Draft 2: Pluggable Backend for Cozystack AGL

Status: Draft Author: Maxim Belyy (kitsunoff) Date: 2026-05-20 Target project: cozystack/cozystack

Table of contents

  1. Summary
  2. Motivation
  3. Goals
  4. Non-goals
  5. Design
    1. Backend abstraction
    2. Updated ApplicationDefinition schema
    3. Go types
    4. API server changes
    5. Generic status
    6. Generic reconciler
    7. Backwards compatibility
    8. Packaging
  6. Implementation plan
  7. Risks
  8. Migration plan
  9. Open questions
  10. Example: side-by-side definitions

Summary

Refactor Cozystack’s Application Generation Layer to support multiple release backends through a single, generic ApplicationDefinition. The first two backends are Helm (existing behaviour) and Terraform/OpenTofu via tofu-controller; the design leaves room for ArgoCD Application, Flux Kustomization, or plain manifests later without further schema changes.

Existing packages continue to work with no manifest changes, thanks to a defaulted backend type.

Motivation

Today the AGL is structurally a Helm runtime dressed up as a generic abstraction: the CRD field is named release, types embed helmv2.CrossNamespaceSourceReference, the REST layer constructs HelmRelease directly, and a dedicated reconciler patches HelmRelease fields.

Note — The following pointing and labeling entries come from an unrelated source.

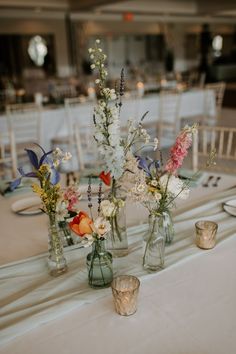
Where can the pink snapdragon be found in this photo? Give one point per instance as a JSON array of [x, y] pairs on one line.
[[180, 150], [72, 196]]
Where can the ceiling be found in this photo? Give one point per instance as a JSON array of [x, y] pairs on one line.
[[214, 8]]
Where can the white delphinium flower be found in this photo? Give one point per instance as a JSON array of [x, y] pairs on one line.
[[60, 156], [155, 142], [108, 208], [61, 210], [102, 226], [87, 240]]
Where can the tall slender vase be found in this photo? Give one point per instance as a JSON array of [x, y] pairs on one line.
[[56, 261], [154, 253], [166, 223], [66, 233], [99, 264], [117, 241]]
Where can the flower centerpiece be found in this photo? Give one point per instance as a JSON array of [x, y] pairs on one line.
[[45, 170], [157, 186], [94, 232], [113, 146], [68, 207]]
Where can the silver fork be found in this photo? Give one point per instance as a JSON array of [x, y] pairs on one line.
[[208, 181]]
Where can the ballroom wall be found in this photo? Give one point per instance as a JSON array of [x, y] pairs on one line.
[[40, 26]]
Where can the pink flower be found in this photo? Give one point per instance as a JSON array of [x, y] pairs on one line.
[[179, 151], [73, 196]]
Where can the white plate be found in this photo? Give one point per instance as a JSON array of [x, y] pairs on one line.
[[27, 206], [230, 207]]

Adding Terraform support by copying the stack (Draft 1) gets us there fast, but every additional backend pays the same duplication cost.

A pluggable backend turns AGL from “Helm generator” into a real abstraction layer: the user-facing kind, OpenAPI schema, dashboard wiring, secret/service inclusion, and config-hash restart logic are written once; the per-backend code is a small interface implementation.

Goals

Non-goals

Design

Backend abstraction

A new package pkg/agl/backend/ defines:

package backend

type Type string

const (
    TypeHelm      Type = "Helm"
    TypeTerraform Type = "Terraform"
)

// Backend translates between the user-facing Application and a concrete
// Flux-managed target object (HelmRelease, Terraform, ...).
type Backend interface {
    // Type returns the discriminator value, e.g. "Helm" or "Terraform".
    Type() Type

    // TargetGVK is the GroupVersionKind of the backing object (HelmRelease,
    // Terraform CR, ArgoCD Application, ...). Used by the REST layer to
    // list/get/watch.
    TargetGVK() schema.GroupVersionKind

    // TargetName computes the name of the backing object from the
    // user-facing name and the definition (typically applies a prefix).
    TargetName(appName string, def *v1alpha1.ApplicationDefinition) string

    // Build produces the backing object from an Application.
    Build(
        ctx context.Context,
        app *appsv1alpha1.Application,
        def *v1alpha1.ApplicationDefinition,
    ) (client.Object, error)

    // ProjectStatus translates the backing object's status into the
    // generic Application.Status the user sees.
    ProjectStatus(target client.Object) (appsv1alpha1.ApplicationStatus, error)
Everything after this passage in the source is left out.